This is a translation of one of the 45 blogs I wrote during my three month stay in Paris, 2021-2022.



Januari, 13 2022
On a long walk through Montmartre today I came upon le Cimitière de Saint Vincent. Out of curiosity I entered the grounds, saw a few hundred monuments from different periods and sizes and began to scan the graves methodically. An enjoyable activity during which I took notes of all kinds of information of small interest. Almost at the end in a corner of the cemetery under a large cypress I noticed a messy display of cat pictures and figurines and thought; ‘probably the grave of a cat lady.” In passing I saw the white bucket with the inscription “pour Steinlen ne pas voler”. And actually engraved on a flat tombstone his name and details.
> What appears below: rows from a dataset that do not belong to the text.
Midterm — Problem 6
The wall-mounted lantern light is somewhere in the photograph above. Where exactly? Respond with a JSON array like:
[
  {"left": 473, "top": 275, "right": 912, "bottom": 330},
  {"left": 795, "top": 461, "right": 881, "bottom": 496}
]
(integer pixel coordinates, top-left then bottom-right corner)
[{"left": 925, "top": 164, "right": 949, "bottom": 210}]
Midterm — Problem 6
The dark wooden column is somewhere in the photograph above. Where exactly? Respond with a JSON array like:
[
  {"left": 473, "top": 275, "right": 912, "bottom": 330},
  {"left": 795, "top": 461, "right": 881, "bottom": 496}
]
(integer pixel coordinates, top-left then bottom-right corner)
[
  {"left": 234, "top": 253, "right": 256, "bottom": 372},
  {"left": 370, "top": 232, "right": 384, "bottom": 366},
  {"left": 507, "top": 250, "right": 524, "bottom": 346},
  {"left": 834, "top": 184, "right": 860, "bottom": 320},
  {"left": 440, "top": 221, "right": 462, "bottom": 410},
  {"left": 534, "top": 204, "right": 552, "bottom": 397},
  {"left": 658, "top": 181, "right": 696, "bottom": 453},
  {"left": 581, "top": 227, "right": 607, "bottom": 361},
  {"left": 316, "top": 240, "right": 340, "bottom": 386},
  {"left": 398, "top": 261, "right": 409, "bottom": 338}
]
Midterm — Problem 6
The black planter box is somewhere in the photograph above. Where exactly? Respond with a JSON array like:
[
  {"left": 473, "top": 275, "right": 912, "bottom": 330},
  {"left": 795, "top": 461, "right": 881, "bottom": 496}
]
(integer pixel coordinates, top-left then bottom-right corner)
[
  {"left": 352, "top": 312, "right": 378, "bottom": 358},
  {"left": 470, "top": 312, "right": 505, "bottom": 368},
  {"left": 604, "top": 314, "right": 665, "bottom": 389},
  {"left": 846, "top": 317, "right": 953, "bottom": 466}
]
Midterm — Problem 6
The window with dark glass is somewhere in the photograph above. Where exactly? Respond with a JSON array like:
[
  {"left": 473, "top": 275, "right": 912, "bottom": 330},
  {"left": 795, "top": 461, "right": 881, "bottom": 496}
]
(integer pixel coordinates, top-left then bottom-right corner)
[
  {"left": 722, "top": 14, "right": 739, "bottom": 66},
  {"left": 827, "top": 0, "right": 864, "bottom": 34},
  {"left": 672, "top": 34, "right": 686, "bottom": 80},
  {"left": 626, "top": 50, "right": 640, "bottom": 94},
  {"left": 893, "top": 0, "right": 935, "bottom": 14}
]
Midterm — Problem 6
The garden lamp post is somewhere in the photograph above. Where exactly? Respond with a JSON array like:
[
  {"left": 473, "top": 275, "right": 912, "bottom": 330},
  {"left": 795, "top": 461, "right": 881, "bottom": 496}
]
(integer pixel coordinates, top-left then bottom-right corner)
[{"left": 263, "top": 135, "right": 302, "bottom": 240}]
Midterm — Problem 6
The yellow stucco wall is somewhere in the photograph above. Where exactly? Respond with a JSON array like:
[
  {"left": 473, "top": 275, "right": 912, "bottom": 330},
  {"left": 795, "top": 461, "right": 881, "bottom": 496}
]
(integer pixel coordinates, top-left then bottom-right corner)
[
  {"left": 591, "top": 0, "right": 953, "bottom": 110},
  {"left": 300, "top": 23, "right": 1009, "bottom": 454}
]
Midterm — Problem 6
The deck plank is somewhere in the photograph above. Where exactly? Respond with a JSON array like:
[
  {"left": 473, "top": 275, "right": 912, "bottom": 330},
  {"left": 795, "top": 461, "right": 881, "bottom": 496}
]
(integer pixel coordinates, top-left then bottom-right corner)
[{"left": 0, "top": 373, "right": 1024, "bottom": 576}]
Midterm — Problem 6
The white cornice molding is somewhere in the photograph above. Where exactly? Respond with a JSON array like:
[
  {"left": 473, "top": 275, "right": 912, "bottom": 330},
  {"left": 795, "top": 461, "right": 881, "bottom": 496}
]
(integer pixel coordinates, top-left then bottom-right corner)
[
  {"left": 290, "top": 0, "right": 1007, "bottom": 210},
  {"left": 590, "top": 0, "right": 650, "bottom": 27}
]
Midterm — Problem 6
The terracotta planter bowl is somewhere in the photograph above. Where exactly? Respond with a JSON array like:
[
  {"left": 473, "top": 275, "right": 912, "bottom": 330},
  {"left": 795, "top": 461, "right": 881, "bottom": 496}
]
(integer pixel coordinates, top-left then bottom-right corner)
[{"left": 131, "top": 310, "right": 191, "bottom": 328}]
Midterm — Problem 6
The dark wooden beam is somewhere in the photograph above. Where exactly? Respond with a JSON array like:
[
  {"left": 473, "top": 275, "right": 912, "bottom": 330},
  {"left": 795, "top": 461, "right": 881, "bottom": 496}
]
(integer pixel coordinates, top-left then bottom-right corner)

When looking for information on Steinlen it is teeming with cats, which to me has no special appeal. Steinlen for me represents an artist of sincere engagement with the living conditions and plights of ordinary people, drawings as slices of everyday life in a big metropole. I love his drawings for magazines like ‘L’Assiette au Beurre” such as ‘Le Veau d’Or’ or his etchings on scenes from World War One.

Yet Steinlen also appears to have been a real kind of ‘cat man’ who fed the street cats of Montmartre. In a blog text written by Magdalin Asimakis for The Met ( 2 november 2017) I read that for him these cats represented the freedom of Montmartre. Living the life of a Bohemian ‘unobstructed by capitalist Paris’. I’m glad I followed my nose.